Finnish reporter (born 1954)

Rita Hannele Tainola-Tapiovaara (born December 7, 1954), known professionally as Rita Tainola, is a Finnish reporter.

==Career==

Rita Tainola began her career as a journalist in 1978 when she started to work for a Finnish magazine called Eeva. In 1980, she started working for a newspaper called Ilta-Sanomat.
After eight years in Ilta-Sanomat, Rita Tainola moved to Beverly Hills, California. She continued to work for many Finnish papers and magazines.

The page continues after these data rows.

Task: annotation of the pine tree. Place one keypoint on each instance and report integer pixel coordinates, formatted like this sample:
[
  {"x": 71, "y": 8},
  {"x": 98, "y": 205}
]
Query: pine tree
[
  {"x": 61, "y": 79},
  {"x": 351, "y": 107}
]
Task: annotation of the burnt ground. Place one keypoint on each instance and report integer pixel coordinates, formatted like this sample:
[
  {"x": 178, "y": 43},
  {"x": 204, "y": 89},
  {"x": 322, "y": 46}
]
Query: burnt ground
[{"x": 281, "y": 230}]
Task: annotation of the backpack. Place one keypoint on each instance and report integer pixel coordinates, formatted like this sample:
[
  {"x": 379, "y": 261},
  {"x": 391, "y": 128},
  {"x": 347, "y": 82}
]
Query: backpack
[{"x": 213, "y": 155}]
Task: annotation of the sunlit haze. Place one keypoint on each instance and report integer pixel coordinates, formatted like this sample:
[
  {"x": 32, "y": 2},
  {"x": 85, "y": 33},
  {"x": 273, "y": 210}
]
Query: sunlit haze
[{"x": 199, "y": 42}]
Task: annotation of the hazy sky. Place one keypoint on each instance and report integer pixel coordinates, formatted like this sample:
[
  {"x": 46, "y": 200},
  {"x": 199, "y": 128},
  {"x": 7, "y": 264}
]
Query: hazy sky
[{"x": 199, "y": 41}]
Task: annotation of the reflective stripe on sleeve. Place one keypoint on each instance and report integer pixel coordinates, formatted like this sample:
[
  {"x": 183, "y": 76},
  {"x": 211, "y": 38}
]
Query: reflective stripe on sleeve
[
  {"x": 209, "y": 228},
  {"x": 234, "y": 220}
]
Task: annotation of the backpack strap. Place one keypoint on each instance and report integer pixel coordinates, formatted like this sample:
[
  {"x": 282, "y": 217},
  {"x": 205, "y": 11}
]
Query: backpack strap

In 1991 she moved back to Finland and was hired by Seura magazine in 1994. In 1997, Tainola returned to Ilta-Sanomat and became a correspondent for the paper.

As a reporter Rita Tainola has met multiple opinion leaders, politicians, members of the royal family and stars from all around the world and has also earned a celebrity status herself.
In 1993, Tainola was knighted by king Hussein of Jordan. The late king Hussein awarded Tainola for her charity work helping underprivileged children in Jordan.
In 2004, Tainola received a golden medal for merit of The Disabled War Veterans' Association (of Finland).
In 2007, Rita Tainola received a journalist prize from Ilta-Sanomat for her public relations and "uncompromising, wide-ranging work for the news".
In 2009, Tarja Halonen, the incumbent President of Finland, awarded Rita Tainola a decoration from the Order of the Lion of Finland for her charity work and developing the relations between Finland and the Middle East, especially Qatar.
Rita Tainola is the president of the Finnish Qatari Association.

==Personal life==

Rita Tainola's father's side of the family is from Russia and her mother's side is from Karelia.
Rita Tainola lives in Helsinki, Finland. She is married.